Strona:Maria Rodziewiczówna - Na wyżynach.djvu/17

Ta strona została przepisana.

Babka pobladła też na sekundę, ale wnet spuściła głowę zrezygnowana. Była jak rozbitek, który do końca sił walczył z falą, aż się złemu losowi poddaje, nie mając sił dłużej walczyć i płynąć i wyglądać ratunku. Po chwili podniosła oczy na Dyzmę. Stał prosty, spokojny i wzrokiem ją pocieszał. Potem spojrzał bystro na Rudolfa i rzekł:
— Proszę mi nie kazać pisać, ale przeznaczyć do machin. Znam się z tem, bo byłem przy machinie u pana Szulca aż do Wielkiej nocy.
— Czemuż pisać nie chcesz? To miejsce lepiej płatne i stosowniejsze dla ciebie.
— Nie chcę, bo do tego się nie zdam i będę źle robił. A ja chcę robić dobrze.

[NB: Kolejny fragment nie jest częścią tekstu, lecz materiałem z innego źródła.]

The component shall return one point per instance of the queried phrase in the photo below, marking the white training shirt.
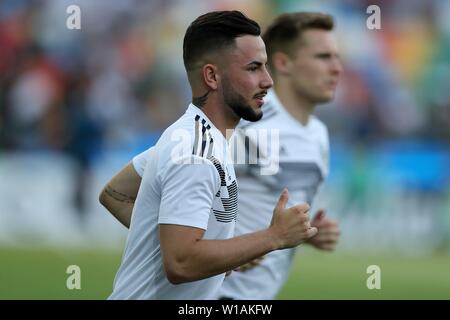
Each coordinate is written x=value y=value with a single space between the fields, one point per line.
x=303 y=165
x=188 y=180
x=303 y=153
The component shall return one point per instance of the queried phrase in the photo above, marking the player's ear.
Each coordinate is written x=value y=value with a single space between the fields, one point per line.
x=210 y=76
x=281 y=62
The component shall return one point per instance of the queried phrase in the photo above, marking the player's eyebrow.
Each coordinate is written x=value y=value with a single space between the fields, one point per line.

— Bardzo chwalebny zamiar. Zostaniesz tedy przy machinie na własne żądanie. A ten mały może też ma inne powołanie. Słyszysz, mały?
Franek podniósł na mówiącego błękitne, jak niebo oczy i zcicha odrzekł:
— Ja będę jak Dyzma zawsze dobrze robił panu.
Babka przesunęła rękę mu po głowie.
— Podziękujcie teraz, dzieci, że wam nie dano jałmużny, ale pracę! — rzekła poważnie.
Dyzma skłonił się w milczeniu, dwoie młodszych podeszło do barjery, a że była przymknięta, wsunęły się za nią.
Dzieci były senne i wystraszone, więc zamiast do Fusta trafiły do Rudolfa.
On się usunął żywo i dzieci pocałowały rękę panny Tony, nim się obejrzała i mogła zaprotestować.
Panna pokraśniała, jak róża, a wtem Fust się ocknął, do Elżuni pochylił i ucałował ją w głowę po ojcowsku. Potem, nie rzekłszy słowa, prędko wyszedł.
Za nim ruszył się Rudolf z siostrą.
Na ich widok gapie z przed okien pierzchli i zaczęli się po domach rozchodzić, a w kantorze pustym został Skin i Kryszpinowie.
Stary już oburzenie swe pohamował, oblókł maskę urzędową i żadnem słowem się nie zdradził.